Portanto, em consonância com o art.
3º da Constituição Federal de 1988, constituem objetivos fundamentais da
República Federativa do Brasil: I - construir uma sociedade livre, justa e
solidária; II - garantir o desenvolvimento nacional; III - erradicar a pobreza
e a marginalização e reduzir as desigualdades sociais e regionais; IV -
promover o bem de todos, sem preconceitos de origem, raça, sexo, cor, idade e
quaisquer outras formas de discriminação.
Interpretam-se em favor da
liberdade econômica, da boa-fé e do respeito aos contratos, aos investimentos e
à propriedade todas as normas de ordenação pública sobre atividades econômicas
privadas (art. 1º, § 2º, da Lei 13.874/2019).
Ainda assim, cabe salientar que no
Estado Democrático de Direito os contratos e a propriedade devem atender a sua
função social (arts. 5º, inciso XXIII, 170, inciso III, 182, § 2º, e 186 da
Constituição da República), respeitando as normas de ordem pública.
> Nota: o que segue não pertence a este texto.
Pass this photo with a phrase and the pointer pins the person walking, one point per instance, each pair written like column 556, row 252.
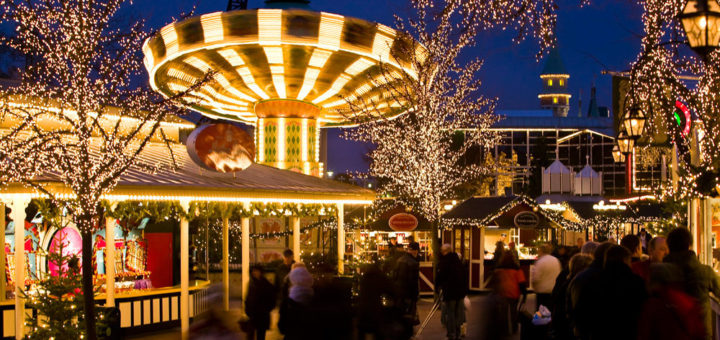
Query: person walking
column 543, row 275
column 698, row 279
column 669, row 313
column 560, row 320
column 451, row 284
column 657, row 249
column 407, row 276
column 295, row 317
column 620, row 300
column 259, row 303
column 500, row 308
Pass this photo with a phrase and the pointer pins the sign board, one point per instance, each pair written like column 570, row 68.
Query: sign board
column 403, row 222
column 526, row 219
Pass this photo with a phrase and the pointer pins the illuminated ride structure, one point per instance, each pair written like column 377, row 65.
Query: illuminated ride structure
column 288, row 72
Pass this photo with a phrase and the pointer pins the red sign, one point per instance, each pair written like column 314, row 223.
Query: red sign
column 221, row 147
column 403, row 222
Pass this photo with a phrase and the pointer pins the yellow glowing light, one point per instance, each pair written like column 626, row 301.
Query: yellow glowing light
column 249, row 80
column 330, row 30
column 261, row 140
column 212, row 27
column 281, row 140
column 232, row 57
column 338, row 85
column 269, row 26
column 169, row 36
column 303, row 138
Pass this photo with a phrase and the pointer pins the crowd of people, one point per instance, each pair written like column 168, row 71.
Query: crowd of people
column 644, row 288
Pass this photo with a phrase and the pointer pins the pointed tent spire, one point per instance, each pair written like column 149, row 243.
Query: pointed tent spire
column 554, row 63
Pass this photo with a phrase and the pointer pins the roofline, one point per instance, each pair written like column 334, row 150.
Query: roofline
column 205, row 194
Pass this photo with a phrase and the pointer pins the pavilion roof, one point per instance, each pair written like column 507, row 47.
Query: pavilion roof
column 192, row 182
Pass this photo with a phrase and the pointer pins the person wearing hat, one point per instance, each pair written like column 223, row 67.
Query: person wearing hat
column 406, row 285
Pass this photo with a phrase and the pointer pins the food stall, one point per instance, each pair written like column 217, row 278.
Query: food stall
column 372, row 241
column 474, row 227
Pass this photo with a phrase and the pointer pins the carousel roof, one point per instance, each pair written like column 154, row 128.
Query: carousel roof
column 190, row 181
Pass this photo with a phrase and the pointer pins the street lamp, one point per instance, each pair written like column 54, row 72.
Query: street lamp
column 617, row 155
column 701, row 22
column 625, row 143
column 634, row 123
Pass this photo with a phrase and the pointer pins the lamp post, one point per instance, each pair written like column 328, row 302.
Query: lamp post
column 625, row 145
column 701, row 22
column 634, row 123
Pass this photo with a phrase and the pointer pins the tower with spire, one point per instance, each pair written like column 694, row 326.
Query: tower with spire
column 554, row 77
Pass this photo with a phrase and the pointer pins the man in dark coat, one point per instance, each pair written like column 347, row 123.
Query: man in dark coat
column 451, row 283
column 259, row 302
column 698, row 279
column 407, row 276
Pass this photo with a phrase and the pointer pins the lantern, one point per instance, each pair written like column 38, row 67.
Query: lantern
column 625, row 143
column 617, row 155
column 701, row 22
column 634, row 123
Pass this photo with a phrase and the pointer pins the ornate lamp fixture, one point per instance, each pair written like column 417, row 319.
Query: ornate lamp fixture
column 625, row 143
column 634, row 123
column 701, row 22
column 618, row 156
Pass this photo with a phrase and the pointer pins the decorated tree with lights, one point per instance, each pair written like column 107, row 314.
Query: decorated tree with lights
column 76, row 114
column 418, row 157
column 676, row 91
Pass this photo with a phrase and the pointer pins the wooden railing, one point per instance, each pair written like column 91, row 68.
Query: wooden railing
column 140, row 311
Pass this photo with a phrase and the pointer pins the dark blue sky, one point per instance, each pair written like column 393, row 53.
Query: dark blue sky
column 602, row 36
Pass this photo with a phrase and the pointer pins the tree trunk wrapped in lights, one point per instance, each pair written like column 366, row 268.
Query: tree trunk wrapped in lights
column 75, row 114
column 418, row 157
column 679, row 93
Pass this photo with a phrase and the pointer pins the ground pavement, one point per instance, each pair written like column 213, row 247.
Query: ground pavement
column 433, row 330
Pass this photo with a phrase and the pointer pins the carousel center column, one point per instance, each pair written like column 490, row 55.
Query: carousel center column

A liberdade contratual deve ser
exercida nos limites da função social do contrato (art. 421 do Código Civil,
com redação dada pela Lei 13.874/2019).
Frise-se que um dos direitos de
toda pessoa, natural ou jurídica, essencial para o desenvolvimento e o
crescimento econômicos do País, observando-se o disposto no parágrafo único do
art. 170 da Constituição Federal de 1988, é o de desenvolver atividade
econômica em qualquer horário ou dia da semana, inclusive feriados, sem que
para isso esteja sujeita a cobranças ou encargos adicionais, observadas, entre
outras, as normas de proteção ao meio ambiente e a legislação trabalhista (art. 3º, inciso II, alíneas a e c,
da Lei 13.874/2019).
Saliente-se, por fim, que os
preceitos relativos à ordem econômica devem estar em harmonia com a ordem
social, a qual tem como base o primado do
trabalho, e como objetivo o bem-estar e a justiça sociais (art. 193 da
Constituição da República).
Em conclusão, tendo sido instituída a Declaração de
Direitos de Liberdade Econômica, espera-se que também o seja a Declaração de Direitos de Valorização do
Trabalho Humano, em consonância com os fundamentos constitucionais da ordem
econômica, a qual tem como fim, no Estado Democrático de Direito, assegurar a
existência digna, segundo os ditames da justiça social, bem como os da ordem
social, alicerçada na primazia do trabalho.